ZHB-Direktor Ulrich Niederer.

Ulrich Niederer im Sitzungszimmer der Bibliothek.

(Bild: lru)

zentralplus: Zum Schluss: Welches ist Ihr Lieblingsbuch?

Niederer: (Lacht) Im Moment? Es gibt eine wiederentdeckte Version von 1001 Nacht, die ein neues Ende hat. Die war jahrhundertelang in einer türkischen Bibliothek versteckt. 1001 Nacht habe ich bereits als Bub mit hohem Interesse gelesen. Es ist ein unglaublicher Kosmos von Geschichten. Sie kennen die Konstruktion von 1001 Nacht?

zentralplus: Nein.

Niederer: Ein enttäuschter, von seiner Frau betrogener Schah liess jeden Tag eine Jungfrau umbringen. Als Scheherezade an der Reihe war, begann sie dem Schah Geschichten zu erzählen. Und sie endete die Geschichte immer am spannendsten Punkt und sagte: Nächste Nacht erzähle ich weiter.
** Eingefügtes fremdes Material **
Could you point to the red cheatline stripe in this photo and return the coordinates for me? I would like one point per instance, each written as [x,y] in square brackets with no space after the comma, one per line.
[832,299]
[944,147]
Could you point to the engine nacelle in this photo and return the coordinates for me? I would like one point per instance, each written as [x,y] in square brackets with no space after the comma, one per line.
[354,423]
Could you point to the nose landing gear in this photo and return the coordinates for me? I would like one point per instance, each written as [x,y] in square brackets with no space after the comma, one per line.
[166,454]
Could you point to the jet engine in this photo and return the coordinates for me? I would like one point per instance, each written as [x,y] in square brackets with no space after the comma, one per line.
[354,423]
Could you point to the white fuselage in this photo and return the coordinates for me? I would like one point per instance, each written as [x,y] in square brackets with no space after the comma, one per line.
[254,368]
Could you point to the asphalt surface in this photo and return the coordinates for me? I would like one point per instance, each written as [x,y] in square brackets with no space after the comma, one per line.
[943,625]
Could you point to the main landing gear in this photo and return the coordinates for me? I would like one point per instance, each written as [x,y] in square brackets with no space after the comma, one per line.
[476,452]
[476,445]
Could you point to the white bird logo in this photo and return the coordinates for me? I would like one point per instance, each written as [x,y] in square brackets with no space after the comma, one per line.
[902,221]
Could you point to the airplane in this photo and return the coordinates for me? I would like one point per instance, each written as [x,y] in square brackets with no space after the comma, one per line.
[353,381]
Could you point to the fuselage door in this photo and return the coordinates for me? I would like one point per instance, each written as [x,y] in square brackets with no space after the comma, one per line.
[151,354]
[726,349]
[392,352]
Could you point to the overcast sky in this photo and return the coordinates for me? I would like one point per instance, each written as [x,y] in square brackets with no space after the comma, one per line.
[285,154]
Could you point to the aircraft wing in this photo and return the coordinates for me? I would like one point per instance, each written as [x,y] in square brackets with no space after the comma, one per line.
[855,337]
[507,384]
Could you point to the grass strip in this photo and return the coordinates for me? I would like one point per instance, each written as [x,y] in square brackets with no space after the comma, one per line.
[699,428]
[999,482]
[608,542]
Das ging dann 1001 Nächte lang so. Dann war er so gefesselt von den Geschichten und natürlich auch von ihrer Schönheit, dass er sie am Leben gelassen und sogar geheiratet hat. Das liegt weit oben auf meinem Nachttisch.

zentralplus: Haben Sie es hier ausgeliehen?

Niederer: Nein. Bücher, die mir etwas bedeuten, möchte ich gerne selber besitzen und wieder reinschauen können.

Im ersten Obergeschoss des Magazintrakts lagern noch einige Bücher.

Im ersten Obergeschoss des Magazintrakts lagern noch einige Bücher.